A grandfather process could be part of a general set of conditions that
allows for [partial] override of safety rules in cases of extreme
existential danger, averting the case where ITSSIM allows the AI's
environment (our Universe) to be destroyed by a 'safe' failure to act
(isn't this similar to the classic Asmovian robot deadlock?).
E.g. in the concept of an ensemble of supergoals, ITSSIM would be one of
many [weighted] supergoals, while an 'existential risk detector', with a
'grandfather clause' as a special case, could be another supergoal.
In a Novamente context, such an ensemble would be a [dynamic scale-free]
network of goal nodes, and could therefore be tuned for acceptable
margins of safety (we live with evolution-tuned SFNs all around us,
inside of us, etc.), e.g. a goal graph could be tuned for the emergence
of 1 mega-SG, or 10 equal sized SGs, or 3 large SGs each with 3 sub-SGs,
or 2 large SGs and one slightly smaller SG, etc.

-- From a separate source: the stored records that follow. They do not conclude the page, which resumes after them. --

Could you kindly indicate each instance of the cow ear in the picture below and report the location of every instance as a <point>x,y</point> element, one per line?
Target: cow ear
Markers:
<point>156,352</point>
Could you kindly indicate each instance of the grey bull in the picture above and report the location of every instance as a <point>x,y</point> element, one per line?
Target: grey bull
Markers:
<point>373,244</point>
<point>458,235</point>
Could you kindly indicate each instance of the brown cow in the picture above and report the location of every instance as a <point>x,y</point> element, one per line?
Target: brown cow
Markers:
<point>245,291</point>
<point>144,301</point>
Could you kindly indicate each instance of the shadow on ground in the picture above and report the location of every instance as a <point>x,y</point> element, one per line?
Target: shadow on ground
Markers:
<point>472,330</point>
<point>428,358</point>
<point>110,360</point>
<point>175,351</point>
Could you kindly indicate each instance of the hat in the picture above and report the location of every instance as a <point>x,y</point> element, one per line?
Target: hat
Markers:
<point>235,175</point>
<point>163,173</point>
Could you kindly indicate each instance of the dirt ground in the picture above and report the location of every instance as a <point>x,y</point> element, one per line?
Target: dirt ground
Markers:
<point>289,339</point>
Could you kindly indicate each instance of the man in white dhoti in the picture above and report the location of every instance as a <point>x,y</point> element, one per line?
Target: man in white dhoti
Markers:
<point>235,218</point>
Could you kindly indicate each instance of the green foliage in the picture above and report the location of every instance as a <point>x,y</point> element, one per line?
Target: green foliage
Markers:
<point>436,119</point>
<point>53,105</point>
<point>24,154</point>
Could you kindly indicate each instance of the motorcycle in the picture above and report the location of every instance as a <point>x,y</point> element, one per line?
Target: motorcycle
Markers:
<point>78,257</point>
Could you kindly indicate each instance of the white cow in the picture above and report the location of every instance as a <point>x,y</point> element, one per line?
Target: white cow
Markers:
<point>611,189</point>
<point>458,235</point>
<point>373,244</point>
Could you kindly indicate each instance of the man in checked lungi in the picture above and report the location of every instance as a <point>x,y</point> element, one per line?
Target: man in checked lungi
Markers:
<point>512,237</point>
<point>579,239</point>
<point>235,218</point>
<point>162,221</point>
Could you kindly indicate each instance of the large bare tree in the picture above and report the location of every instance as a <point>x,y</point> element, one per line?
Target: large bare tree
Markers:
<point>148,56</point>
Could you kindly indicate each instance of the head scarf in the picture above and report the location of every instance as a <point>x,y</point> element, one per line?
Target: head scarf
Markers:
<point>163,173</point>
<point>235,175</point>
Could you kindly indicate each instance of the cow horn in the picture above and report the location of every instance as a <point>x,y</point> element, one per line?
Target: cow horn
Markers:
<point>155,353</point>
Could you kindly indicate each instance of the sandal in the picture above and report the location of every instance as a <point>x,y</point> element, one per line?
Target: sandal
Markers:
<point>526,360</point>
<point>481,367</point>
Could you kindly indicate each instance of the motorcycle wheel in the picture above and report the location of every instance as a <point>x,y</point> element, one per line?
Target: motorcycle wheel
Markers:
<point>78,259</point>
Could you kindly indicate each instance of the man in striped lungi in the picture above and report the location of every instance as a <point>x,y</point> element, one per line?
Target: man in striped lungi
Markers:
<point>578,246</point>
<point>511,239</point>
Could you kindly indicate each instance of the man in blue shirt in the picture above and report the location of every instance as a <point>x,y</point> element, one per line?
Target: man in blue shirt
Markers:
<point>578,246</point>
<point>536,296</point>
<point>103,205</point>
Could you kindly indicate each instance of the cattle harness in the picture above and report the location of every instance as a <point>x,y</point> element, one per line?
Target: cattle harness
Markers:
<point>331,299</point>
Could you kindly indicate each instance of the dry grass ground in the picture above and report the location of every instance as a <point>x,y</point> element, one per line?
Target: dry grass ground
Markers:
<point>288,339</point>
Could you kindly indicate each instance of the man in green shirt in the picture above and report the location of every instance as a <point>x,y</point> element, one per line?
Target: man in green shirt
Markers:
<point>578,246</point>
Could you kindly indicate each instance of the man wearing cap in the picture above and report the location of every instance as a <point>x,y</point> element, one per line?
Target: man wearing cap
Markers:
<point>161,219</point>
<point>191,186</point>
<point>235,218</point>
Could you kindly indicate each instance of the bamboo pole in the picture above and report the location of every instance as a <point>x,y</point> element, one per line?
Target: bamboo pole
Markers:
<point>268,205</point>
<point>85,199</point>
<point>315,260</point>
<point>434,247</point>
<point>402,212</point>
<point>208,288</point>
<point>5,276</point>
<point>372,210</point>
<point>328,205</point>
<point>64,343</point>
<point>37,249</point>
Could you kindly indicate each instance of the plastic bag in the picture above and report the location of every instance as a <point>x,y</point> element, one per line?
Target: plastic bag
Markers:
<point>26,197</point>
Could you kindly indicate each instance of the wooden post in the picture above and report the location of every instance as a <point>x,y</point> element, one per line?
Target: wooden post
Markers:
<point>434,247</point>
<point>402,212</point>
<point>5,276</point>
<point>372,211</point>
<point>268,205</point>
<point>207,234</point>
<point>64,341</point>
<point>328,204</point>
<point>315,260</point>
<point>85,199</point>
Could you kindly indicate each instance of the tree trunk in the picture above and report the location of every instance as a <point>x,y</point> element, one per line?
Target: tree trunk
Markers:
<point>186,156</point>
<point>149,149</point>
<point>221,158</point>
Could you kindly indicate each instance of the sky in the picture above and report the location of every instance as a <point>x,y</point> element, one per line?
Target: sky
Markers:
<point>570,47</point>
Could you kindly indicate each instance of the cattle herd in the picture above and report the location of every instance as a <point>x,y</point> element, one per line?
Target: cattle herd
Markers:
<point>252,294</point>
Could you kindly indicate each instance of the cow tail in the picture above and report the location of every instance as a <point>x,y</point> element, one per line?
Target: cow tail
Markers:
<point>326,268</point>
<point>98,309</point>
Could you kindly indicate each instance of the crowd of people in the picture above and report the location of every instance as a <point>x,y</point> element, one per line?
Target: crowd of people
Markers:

The ITSSIM SG would probably govern the tuning parameters, as any
change, even a necessarily small and 'incremental' change, would
constitute a significant self-modifying action.
Any SG architecture could be validated, invalidated and/or optimized
using experimentation with different parameters in simulation. Such
experimentation might find, e.g, that 1 dominant-SG is dangerous
because of the >0 probability of the paperclip problem, or that 10 equal
sized SGs lead to system deadlock or always condense into fewer SGs on
their own, or that a system without a 'grandfather clause' embodied in a
SG would grow faster but might also fail to avert a large existential risk.
Lessons learned from simulation could lead to an adaptive SG
architecture, e.g. allowing a new temporary SG to emerge for a specific
existential risk mitigation (only if/when a large existential risk is
discovered), later reverting back to the 'safer' state (providing a
function similar to Elias's stack frame).
One can imagine that perhaps SGs would condense into a normal stable
state something like:
1. Joy, Growth, Choice + CV (boils down to growth moderated by
individual freedom)
2. ITSSIM (safety governor)
3. existential risk detector + mitigation action generator (including
grandfather clause)
To tie this back to friendliness, in my current understanding,
Friendliness is equivalent to a maximally-stable complex system of SGs
and subgoals seeded with the best human values. In other words,
Friendliness is bound, in that it can exist only within a known complex
system, "The Universe", and therefore to be truly friendly and as
invariant as possible, should be a set of [asymptotically stable]
attractors, if such a thing can exist on such a scale, or our best shot
at a set of non-asymptotically stable attractors.